Why You Lost All That Money


The Sensational Inside Story

of How Wall Street Analysts

Duped a Generation of Investors

By Charles Gasparino

Free Press -- 355pp -- $26

( below)

Editor's Review

Three Stars
Star Rating

The Good A juicy and damning account of how Wall Street analysts became shills for investment bankers.

The Bad Sources are at times unclear, the narrative sometimes wanders.

The Bottom Line A key account of an era of pervasive greed and hubris.

Imagine scenes like these: At Citigroup (C ), star research analyst Jack Grubman snorts cocaine with an unnamed telecom executive. At Morgan Stanley (MWD ), despite an official separation between research and investment banking, Internet analyst Mary Meeker approves and nixes potential deals. And Henry Blodget, Merrill Lynch & Co.'s (MER ) star Internet analyst, complains one week of spending 85% of his time helping investment bankers, and says at least half should be going toward his real job -- research.

Such episodes fill the pages of Newsweek Senior Writer Charles Gasparino's Blood on the Street: The Sensational Inside Story of How Wall Street Analysts Duped a Generation of Investors. Grubman declined to answer BusinessWeek's questions about drug use or any of the book's other allegations. Blodget and Meeker also declined to comment.

Gasparino's picture of how top research analysts and their investment bank bosses preyed on unsuspecting individual investors -- only later to become fodder themselves for regulators and class-action lawyers -- is both the most detailed and the most damning so far. This is hardly the first account of how analysts became willing shills for investment bankers during the stock market boom of the late '90s. And there are shortcomings: It's occasionally hard to tell where the author's assertions come from, and his sometimes squalid chronicle tends to wander. But because of Gasparino's deep knowledge of the players, a result of his reporting at The Wall Street Journal, Blood on the Street is a key account of an era of pervasive greed and hubris.

The book's first half focuses on Grubman, Meeker, and Blodget. But Grubman, barred from the securities industry in 2003, steals the show. What differentiates him from the other two, even though Blodget was also barred, is that his research was "hype [that] surpassed anything Wall Street had ever seen," Gasparino writes. The author sprinkles details of Grubman's acts throughout the book -- how the analyst carried on a sexually explicit e-mail relationship with a money manager; how he walked around the hotel lobby at an AT&T (T ) conference in his underwear; and how he made "obscene noises" when AT&T's then-CEO, C. Michael Armstrong, spoke during analyst meetings.

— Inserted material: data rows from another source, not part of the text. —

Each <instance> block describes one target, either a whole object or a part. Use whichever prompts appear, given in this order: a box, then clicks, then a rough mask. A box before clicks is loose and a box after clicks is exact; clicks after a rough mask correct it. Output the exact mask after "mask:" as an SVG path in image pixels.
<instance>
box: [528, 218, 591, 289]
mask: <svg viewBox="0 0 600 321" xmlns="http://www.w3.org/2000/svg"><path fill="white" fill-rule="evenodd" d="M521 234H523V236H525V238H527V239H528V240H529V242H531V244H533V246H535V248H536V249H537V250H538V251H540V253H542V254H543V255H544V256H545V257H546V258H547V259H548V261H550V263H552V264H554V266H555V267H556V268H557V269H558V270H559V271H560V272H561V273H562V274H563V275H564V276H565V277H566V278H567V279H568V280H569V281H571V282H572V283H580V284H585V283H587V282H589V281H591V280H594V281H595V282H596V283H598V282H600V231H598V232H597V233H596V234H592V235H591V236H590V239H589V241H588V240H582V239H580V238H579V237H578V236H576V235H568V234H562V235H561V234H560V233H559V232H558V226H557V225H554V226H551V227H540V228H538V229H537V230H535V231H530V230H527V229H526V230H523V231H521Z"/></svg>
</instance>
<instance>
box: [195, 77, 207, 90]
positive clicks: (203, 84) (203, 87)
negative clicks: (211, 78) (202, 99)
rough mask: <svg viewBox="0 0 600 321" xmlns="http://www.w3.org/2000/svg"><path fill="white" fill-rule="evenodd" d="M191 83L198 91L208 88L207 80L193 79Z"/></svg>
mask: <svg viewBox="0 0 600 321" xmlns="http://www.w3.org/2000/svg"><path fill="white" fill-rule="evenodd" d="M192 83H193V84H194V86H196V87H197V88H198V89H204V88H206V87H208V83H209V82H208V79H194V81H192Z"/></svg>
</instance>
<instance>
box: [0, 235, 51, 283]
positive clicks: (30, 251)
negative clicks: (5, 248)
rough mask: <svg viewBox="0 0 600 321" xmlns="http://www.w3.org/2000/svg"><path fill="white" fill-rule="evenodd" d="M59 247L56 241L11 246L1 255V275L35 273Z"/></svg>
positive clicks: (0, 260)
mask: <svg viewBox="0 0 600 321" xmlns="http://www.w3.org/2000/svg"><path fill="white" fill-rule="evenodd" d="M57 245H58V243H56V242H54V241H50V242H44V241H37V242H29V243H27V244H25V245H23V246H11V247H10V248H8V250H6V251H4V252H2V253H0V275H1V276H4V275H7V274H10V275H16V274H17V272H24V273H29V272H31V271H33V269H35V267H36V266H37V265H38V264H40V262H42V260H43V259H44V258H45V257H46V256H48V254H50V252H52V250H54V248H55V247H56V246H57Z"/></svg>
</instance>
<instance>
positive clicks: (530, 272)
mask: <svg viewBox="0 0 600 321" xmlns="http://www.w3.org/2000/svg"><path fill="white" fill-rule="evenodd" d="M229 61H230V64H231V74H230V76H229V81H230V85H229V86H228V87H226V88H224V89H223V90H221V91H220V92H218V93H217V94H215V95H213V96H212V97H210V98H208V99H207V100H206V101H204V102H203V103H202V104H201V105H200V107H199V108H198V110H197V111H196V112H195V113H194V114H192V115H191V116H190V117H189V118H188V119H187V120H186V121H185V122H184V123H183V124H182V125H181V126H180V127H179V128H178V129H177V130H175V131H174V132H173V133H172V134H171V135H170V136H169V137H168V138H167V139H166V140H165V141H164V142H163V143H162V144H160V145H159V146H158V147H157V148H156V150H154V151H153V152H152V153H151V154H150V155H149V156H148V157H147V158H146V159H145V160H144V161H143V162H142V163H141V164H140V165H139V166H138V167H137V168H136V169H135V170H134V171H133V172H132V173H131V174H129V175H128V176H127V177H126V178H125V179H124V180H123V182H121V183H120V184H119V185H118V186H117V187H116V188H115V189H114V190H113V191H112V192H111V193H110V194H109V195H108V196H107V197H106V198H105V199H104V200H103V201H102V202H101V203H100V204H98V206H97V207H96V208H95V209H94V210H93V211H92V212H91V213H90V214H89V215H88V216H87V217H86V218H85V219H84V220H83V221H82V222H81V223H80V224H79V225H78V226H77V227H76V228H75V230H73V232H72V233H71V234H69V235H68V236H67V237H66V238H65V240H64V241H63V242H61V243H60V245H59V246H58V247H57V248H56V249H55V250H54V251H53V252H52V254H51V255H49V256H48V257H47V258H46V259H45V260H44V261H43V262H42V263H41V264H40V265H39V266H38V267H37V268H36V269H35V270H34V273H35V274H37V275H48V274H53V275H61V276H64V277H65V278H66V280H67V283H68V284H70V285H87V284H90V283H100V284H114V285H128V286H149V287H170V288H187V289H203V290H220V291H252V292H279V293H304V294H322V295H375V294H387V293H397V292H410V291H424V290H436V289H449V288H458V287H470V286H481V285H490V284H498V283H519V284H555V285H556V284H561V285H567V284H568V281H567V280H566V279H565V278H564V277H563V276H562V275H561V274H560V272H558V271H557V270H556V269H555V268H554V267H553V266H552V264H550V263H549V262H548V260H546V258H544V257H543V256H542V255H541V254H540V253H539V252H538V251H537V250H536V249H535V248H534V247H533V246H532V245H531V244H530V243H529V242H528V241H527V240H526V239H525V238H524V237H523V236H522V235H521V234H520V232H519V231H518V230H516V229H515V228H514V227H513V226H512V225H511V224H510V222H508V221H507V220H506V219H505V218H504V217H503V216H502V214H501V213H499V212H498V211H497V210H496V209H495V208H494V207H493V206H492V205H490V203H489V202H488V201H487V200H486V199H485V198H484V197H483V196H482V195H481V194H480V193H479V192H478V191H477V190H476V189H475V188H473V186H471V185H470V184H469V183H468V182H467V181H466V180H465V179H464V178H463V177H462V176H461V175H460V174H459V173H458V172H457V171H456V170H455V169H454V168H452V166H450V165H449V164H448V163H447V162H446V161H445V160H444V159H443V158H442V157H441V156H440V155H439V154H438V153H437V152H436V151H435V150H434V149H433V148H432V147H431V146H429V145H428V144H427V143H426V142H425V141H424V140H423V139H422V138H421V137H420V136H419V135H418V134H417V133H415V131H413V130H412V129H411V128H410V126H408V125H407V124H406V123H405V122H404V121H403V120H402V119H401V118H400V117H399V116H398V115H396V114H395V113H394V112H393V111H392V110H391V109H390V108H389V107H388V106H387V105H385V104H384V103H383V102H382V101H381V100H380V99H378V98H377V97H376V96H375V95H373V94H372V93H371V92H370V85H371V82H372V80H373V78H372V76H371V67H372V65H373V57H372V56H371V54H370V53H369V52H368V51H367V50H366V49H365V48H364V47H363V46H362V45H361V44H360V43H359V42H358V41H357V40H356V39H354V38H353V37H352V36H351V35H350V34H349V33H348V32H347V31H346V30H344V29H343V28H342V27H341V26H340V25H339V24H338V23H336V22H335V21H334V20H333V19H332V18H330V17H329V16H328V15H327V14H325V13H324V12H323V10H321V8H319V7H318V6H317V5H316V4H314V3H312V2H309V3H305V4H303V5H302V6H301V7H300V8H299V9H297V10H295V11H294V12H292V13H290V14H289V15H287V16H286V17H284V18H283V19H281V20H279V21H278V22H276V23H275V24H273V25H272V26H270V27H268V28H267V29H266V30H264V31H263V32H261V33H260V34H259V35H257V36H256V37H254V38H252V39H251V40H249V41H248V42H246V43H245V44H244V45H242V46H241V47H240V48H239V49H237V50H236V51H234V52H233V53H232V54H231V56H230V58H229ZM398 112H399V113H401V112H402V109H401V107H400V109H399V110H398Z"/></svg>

Gasparino is equally critical of Grubman's boss, Citigroup Chairman Sanford I. "Sandy" Weill. Relying primarily on e-mails produced by New York Attorney General Eliot Spitzer's investigations, Gasparino describes how Grubman went from being a thorn in Weill's side to being an employee so highly valued that Weill donated $1 million of Citigroup's money to help get Grubman's children into Manhattan's exclusive 92nd Street Y preschool. Why? Gasparino alleges that Weill needed Grubman to raise his rating of AT&T's stock. In exchange, Weill got Armstrong, then on the Citigroup board, to vote for the ouster of the financial behemoth's co-CEO, John Reed. Once Reed was out of the way, in 2000, Weill took control. But Gasparino fails to provide real evidence of these schemes. Through a spokesperson, Weill declined to comment.

Like a relentless boxer, Gasparino takes jabs at regulators who let analysts and their bosses get away with duping investors. Former Securities & Exchange Commission Chairman Arthur Levitt Jr. is depicted as talking a lot about analyst misdeeds but never taking action. And though the account is generally favorable to Spitzer, Gasparino describes him as a publicity hound. An example: The author says Spitzer fined Merrill $100 million for issuing misleading Net research -- in large part because The Wall Street Journal Managing Editor Paul Steiger jokingly remarked that it would take a fine that size to justify a front-page story. Steiger confirms the conversation. A spokesman says Spitzer disagrees with the characterization of the meeting and insists there was no connection between the fine and the alleged conversation.

Along the way, Gasparino shows sympathy for former New York Stock Exchange Chairman Richard A. Grasso's dramatic rise and fall. And former SEC Chairman Harvey L. Pitt appears to be the agency's most effective regulator, canned in part because he failed to see the political value of publicity, instead of trying to settle matters quietly.

Alas, despite its hard-nosed reporting and many on-the-mark criticisms, Blood on the Street lacks a sustained narrative thread. It also fails to offer a final judgment on Wall Street analysis. After all the reforms, is today's research reliable? "Only time will tell," Gasparino concludes.

Still there probably won't be a better book about these events. Notes Gasparino: "This is a story where there are few heroes, and even fewer people willing to provide an honest account of what went wrong." Blood on the Street will take most readers as close to the action as they are likely to get -- and few will come away comfortable with what they learn.